Imperial Valley Press

Before massacre, El Paso became a hot spot on Mexican border

- BY ELLIOT SPAGAT AND CEDAR ATTANASIO

EL PASO, Texas — Deny Martinez paid a smuggler $7,000 to take him and his teenage son from Honduras to the Mexican side of the Rio Grande, across from El Paso, Texas. His smuggler’s destinatio­n was Ciudad Juarez, Mexico: a dry river basin in view of El Paso’s downtown office towers.

The channel crosses the city and, at one point, is less than 3 miles from the Walmart where a gunman attacked shoppers on Saturday, resulting in 22 deaths.

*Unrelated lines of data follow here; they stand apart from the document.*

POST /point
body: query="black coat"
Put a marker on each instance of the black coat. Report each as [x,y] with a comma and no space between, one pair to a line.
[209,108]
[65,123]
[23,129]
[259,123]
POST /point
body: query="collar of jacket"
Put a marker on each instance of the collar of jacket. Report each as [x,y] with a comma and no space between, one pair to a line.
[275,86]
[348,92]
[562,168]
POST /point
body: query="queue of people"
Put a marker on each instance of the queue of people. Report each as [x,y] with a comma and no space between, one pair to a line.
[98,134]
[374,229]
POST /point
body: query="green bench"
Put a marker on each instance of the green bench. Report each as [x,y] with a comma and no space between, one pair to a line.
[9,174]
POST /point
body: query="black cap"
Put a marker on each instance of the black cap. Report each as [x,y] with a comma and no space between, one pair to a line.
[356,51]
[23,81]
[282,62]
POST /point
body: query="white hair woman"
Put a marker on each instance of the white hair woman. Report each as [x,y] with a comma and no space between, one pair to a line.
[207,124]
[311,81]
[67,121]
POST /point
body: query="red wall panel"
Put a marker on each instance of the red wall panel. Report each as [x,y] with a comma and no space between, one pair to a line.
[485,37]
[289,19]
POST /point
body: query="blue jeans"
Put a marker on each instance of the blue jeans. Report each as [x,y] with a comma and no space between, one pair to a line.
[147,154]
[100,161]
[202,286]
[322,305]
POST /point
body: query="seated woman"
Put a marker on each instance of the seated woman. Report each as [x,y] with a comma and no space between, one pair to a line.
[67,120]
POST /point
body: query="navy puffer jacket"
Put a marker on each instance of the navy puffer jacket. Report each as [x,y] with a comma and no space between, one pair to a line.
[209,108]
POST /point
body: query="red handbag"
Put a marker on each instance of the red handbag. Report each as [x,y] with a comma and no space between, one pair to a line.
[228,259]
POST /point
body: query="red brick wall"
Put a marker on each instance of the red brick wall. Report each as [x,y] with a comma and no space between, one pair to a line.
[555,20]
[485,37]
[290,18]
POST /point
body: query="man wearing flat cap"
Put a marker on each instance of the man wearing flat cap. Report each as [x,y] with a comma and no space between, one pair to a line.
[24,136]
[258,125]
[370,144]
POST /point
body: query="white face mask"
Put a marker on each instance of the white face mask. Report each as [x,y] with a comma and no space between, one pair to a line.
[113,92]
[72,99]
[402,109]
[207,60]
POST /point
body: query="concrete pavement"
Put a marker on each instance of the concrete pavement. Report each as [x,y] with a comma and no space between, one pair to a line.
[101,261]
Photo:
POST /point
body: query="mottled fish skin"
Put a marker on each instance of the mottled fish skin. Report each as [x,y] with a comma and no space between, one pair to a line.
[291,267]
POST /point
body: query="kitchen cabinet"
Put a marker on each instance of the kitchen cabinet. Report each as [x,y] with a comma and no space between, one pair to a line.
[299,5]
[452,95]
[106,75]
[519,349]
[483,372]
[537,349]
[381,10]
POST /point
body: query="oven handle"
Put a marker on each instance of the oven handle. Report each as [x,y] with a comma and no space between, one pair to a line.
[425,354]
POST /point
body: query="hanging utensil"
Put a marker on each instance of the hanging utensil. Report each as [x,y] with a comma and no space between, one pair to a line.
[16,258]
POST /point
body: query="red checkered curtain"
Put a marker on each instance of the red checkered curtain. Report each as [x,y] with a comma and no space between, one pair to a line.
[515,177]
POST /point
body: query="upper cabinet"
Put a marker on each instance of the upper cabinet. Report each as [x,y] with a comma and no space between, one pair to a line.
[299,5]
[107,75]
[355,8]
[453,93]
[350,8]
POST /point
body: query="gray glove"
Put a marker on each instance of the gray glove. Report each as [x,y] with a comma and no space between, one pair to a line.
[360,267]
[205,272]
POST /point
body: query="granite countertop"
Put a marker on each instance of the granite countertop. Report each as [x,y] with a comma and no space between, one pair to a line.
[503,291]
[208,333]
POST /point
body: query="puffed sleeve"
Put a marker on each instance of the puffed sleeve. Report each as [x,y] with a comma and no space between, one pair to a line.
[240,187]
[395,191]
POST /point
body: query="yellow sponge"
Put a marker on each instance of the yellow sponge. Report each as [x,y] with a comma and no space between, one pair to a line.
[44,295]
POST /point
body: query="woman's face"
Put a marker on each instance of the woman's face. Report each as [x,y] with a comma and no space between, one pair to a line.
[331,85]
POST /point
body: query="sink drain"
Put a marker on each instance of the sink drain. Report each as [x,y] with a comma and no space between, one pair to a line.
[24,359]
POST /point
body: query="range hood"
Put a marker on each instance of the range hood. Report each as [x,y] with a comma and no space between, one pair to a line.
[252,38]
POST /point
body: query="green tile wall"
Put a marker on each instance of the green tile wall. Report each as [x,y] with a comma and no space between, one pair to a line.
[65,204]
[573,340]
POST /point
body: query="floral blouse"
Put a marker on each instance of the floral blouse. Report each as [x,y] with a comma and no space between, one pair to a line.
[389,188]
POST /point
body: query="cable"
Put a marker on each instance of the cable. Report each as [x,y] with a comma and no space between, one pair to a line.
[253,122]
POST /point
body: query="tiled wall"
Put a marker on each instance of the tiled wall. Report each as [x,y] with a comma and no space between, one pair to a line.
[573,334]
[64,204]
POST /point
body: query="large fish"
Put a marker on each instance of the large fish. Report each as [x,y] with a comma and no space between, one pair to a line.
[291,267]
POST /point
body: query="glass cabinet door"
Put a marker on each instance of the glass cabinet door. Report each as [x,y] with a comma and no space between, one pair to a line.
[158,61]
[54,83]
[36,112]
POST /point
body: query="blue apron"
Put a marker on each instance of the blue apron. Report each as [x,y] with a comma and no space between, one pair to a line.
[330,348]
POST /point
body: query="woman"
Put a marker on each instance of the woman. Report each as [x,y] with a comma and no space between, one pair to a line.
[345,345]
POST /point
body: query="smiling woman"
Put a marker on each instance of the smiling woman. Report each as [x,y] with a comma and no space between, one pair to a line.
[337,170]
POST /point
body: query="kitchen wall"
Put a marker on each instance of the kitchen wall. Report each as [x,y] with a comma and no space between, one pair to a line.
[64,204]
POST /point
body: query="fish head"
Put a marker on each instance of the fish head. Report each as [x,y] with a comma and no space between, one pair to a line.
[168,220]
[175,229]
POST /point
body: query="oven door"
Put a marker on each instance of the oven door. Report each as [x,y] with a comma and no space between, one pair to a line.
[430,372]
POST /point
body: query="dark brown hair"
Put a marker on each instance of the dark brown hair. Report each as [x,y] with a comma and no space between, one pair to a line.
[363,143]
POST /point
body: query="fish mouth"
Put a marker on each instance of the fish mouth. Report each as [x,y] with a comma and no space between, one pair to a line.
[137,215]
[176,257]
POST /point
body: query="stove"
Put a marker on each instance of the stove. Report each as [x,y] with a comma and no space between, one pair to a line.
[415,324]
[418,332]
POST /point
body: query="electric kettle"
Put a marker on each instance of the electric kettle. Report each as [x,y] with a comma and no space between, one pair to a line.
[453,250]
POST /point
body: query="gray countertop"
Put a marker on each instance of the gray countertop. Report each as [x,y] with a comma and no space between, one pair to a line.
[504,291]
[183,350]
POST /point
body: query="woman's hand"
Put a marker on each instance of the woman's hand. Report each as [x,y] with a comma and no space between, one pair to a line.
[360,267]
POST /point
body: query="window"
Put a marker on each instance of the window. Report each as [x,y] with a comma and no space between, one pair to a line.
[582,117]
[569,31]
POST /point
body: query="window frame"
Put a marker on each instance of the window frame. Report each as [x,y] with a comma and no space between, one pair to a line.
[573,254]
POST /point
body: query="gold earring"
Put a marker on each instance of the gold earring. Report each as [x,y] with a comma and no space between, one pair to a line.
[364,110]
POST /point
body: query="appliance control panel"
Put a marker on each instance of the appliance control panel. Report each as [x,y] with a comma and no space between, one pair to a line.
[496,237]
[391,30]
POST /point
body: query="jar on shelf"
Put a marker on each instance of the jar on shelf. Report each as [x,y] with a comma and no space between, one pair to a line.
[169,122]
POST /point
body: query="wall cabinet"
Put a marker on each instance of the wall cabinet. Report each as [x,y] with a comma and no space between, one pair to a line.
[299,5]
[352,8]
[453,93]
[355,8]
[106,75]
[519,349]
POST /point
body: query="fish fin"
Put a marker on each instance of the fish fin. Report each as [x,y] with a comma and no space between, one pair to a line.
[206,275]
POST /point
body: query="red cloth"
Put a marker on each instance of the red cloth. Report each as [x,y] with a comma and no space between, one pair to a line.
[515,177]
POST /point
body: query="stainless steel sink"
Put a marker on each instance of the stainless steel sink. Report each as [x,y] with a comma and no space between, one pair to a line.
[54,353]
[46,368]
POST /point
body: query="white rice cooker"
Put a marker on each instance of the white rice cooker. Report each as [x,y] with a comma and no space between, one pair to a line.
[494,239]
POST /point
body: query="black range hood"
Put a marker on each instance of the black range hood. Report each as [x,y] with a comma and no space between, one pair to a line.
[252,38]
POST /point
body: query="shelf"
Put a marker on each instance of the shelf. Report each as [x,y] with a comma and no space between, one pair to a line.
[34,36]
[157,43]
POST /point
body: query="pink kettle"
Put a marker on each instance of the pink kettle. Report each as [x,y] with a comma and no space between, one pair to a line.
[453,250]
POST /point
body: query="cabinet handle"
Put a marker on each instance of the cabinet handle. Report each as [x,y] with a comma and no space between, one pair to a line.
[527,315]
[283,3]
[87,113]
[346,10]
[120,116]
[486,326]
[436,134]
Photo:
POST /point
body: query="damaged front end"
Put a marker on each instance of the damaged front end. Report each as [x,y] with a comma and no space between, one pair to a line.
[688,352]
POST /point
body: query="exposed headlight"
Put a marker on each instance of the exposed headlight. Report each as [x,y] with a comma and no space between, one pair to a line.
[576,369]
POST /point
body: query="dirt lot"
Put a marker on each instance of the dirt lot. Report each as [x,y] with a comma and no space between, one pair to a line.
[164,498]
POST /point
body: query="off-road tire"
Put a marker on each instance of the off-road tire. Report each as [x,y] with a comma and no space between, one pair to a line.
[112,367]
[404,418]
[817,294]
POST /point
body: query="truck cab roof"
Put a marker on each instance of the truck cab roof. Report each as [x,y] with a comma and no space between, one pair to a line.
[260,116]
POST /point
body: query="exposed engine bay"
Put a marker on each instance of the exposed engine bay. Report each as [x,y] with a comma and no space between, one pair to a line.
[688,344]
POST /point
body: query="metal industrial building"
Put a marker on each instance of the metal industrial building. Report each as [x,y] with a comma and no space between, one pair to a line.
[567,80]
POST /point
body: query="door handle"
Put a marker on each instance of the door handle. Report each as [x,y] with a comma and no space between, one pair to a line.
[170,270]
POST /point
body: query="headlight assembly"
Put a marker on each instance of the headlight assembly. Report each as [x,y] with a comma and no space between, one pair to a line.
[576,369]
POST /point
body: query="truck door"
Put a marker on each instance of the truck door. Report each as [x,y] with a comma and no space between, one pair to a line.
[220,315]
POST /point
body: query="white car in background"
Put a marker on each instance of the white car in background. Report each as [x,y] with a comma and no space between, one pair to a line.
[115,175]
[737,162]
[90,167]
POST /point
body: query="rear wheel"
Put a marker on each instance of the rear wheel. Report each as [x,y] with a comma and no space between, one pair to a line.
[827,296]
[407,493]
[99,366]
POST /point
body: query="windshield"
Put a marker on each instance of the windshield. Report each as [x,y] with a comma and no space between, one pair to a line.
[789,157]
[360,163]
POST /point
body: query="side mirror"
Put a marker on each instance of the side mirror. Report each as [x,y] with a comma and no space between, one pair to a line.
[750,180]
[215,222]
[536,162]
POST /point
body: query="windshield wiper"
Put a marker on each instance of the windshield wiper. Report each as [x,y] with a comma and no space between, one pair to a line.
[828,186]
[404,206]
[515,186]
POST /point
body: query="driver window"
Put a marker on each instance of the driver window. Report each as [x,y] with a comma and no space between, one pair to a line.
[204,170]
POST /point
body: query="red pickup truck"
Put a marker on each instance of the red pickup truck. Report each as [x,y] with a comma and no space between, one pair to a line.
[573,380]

An unpreceden­ted wave of Central American families has reached the U.S. border this year — most strikingly in El Paso, where the suspected assailant was linked to an online screed against a “Hispanic invasion” and Latino asylum seekers.

It is unknown why the gunman traveled from his hometown near Dallas to El Paso, but the border city of 700,000 people has become a hotbed for immigrant crossings after years of being one of the sleepiest locations on the border.

With smugglers often dictating the route, Central Americans find they can easily cross the driedup Rio Grande in El Paso with young children.

Then they wait for Border Patrol agents to arrest them and to be released to a robust network of private shelters in the city.

Martinez, 34, was freed with his 14-year-old son after four days in U.S. custody and given a notice to appear in immigratio­n court. He came for economic reasons and had no plans to seek asylum.

“I feel very happy to be in the country,” he said on a Sunday night in April before boarding a Dallas-bound bus. “Let’s see how much time they give me here.”